L’expert anglo-allemand Angus Fowler concluait à la sous-utilisation des églises catholiques et des temples protestants. Entre 1969 et 1985, 266 églises anglicanes avaient été démolies, 89 confiées à d’autres communautés religieuses, 111 converties en habitations, 587 abritaient des activités culturelles, artistiques, sportives. Ou des bureaux, des magasins, des industries légères, des entrepôts.
«À l’époque, la solution anglicane semblait scandaleuse», relate l’ancienne directrice du Centre interdisciplinaire d’étude des religions et de la laïcité de l’ULB. «Le rapport dénonçait ainsi comme mutilation la division en deux étages de la chapelle de Lincoln College à Oxford pour la transformer en bibliothèque.» Toute nouvelle réaffectation des églises devait respecter les intentions qui avaient présidé à leur édification.

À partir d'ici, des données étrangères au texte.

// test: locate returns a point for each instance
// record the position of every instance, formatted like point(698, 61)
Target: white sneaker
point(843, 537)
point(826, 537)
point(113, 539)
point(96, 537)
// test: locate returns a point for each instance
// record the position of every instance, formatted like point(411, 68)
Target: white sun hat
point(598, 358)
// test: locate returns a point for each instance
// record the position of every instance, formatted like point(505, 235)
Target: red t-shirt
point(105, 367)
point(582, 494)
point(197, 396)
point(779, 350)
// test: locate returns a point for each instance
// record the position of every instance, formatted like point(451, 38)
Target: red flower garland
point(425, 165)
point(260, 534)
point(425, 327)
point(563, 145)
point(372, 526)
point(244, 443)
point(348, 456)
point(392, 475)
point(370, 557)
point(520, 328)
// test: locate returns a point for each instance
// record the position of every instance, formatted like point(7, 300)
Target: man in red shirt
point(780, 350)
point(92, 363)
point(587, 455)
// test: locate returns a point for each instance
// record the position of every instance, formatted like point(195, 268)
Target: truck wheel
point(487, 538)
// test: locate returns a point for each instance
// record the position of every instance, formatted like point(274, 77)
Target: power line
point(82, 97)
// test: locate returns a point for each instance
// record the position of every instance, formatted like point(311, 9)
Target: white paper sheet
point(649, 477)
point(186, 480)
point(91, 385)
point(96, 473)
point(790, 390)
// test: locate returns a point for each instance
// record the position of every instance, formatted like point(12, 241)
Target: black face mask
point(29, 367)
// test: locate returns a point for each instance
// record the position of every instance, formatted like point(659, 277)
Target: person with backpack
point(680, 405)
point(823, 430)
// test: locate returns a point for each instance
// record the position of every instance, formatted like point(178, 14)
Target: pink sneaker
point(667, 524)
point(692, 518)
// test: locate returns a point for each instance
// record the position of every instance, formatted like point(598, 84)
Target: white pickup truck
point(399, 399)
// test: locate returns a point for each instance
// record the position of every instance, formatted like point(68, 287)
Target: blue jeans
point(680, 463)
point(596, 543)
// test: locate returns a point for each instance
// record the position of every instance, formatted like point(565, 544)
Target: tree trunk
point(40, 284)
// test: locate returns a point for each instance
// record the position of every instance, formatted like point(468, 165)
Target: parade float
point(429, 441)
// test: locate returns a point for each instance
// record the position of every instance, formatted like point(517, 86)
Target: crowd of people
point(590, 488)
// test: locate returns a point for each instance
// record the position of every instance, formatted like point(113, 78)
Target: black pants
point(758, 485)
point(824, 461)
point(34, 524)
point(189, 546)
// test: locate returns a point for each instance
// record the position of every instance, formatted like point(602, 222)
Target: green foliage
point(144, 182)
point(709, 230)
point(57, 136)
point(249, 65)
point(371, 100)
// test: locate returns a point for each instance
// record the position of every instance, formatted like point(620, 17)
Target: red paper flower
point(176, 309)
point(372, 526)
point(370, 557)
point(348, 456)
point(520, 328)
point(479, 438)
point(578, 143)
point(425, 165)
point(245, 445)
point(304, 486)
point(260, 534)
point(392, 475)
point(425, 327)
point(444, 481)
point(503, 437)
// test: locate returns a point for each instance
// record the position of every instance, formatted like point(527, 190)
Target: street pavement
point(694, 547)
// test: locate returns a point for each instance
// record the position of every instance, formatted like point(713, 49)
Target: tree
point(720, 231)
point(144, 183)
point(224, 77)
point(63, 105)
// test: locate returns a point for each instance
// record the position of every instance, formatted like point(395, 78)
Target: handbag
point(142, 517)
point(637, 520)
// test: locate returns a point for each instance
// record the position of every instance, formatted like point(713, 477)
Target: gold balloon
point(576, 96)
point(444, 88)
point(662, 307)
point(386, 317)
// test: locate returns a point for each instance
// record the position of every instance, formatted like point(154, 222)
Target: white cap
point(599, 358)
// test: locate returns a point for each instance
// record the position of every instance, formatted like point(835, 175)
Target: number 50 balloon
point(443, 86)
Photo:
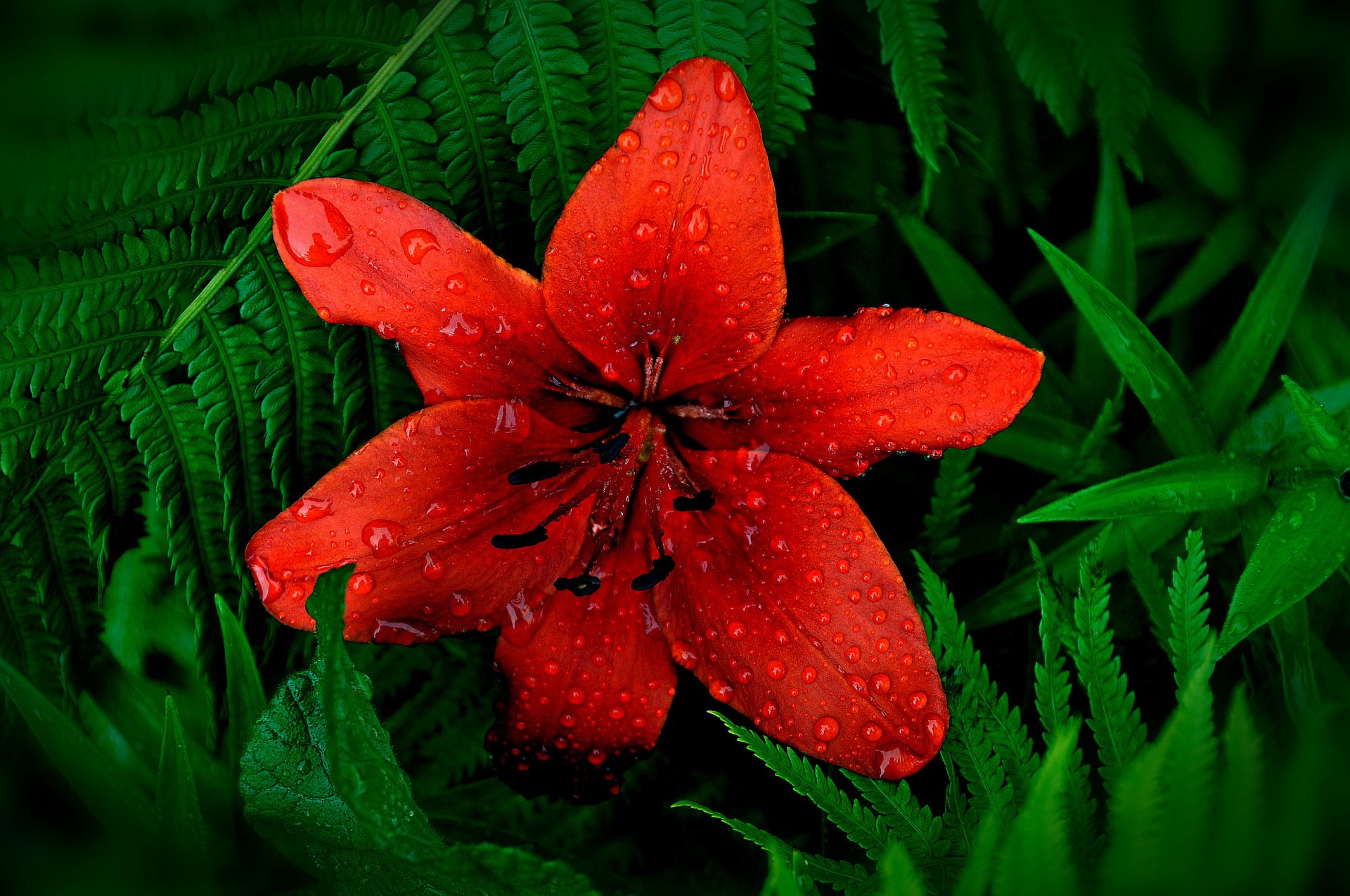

Les églises catholiques ont continué à se vider. Faute de paroissiens, le coût d’entretien est devenu disproportionné. En Belgique, des quartiers de grandes villes sont devenus musulmans. L’évêque auxiliaire de Bruxelles a proposé aux 2.000 derniers catholiques flamands de la capitale de se rassembler dans une dizaine d’églises. Un prêtre bruxellois a suggéré aux croyants de se retrouver virtuellement sur skype pour égrener collectivement le chapelet.
Des disparitions annoncées
Les dieux ont quitté l’Égypte… Michèle Broze (ULB) cite Asclepios, le dieu grec de la médecine, identifié à Esculape par les Romains. «Un temps viendra où il paraîtra que les Égyptiens ont en vain servi le divin, avec un intellect pieux, par une religion sincère. Égypte, Égypte, il ne restera de tes pratiques religieuses que des histoires et pour tes descendants, elles seront sans crédibilité.» La religion égyptienne traditionnelle finit par disparaître. Pour la chercheuse qualifiée FRS-FNRS, la fin de la civilisation égyptienne était inévitable dès que l’Égypte s’est christianisée. Est devenue monothéiste.
«Antique mère des temples païens, Rome désormais vouée au Christ, Laurent t’a conduite à la victoire, au triomphe sur les rites barbares». «Voilà ce qu’écrit lyriquement, dans sa Passion du martyr romain Laurent, le poète chrétien Prudence», explique le chercheur FRS-FNRS Vincent Mahieu du Centre d’étude des mondes antiques de l’UCLouvain. «Il est vrai qu’un des principes pouvant expliquer la disparition d’une religion réside dans l’installation d’un nouveau mouvement». Rome constitue une exception. Des lieux dédiés au christianisme voisinent avec des sites culturels romains.
L’hégémonie religieuse est minée
Jeffrey Thyssens rappelle, en anglais, que la Belgique a été un bastion de la libre-pensée pendant la seconde moitié du XIXe siècle et dans les premières décennies du XXe. Le professeur d’histoire politique contemporaine à la Vrije Universiteit Brussel (VUB) axe sa contribution sur l’infidélité militante, la panique morale et les premières sociétés laïques belges. Selon le spécialiste de la franc-maçonnerie, le mouvement des libres-penseurs était loin d’être un monolithe athée. Il n’avait pas les dimensions menaçantes qu’on lui prêtait. Son progressisme, son scientisme, sa croyance dans les effets positifs d’une liberté de conscience généralisée rendaient presque inévitable la disparition de la religion révélée. Et l’affaiblissement de l’hégémonie des groupes confessionnels qui avaient été moralement dominants.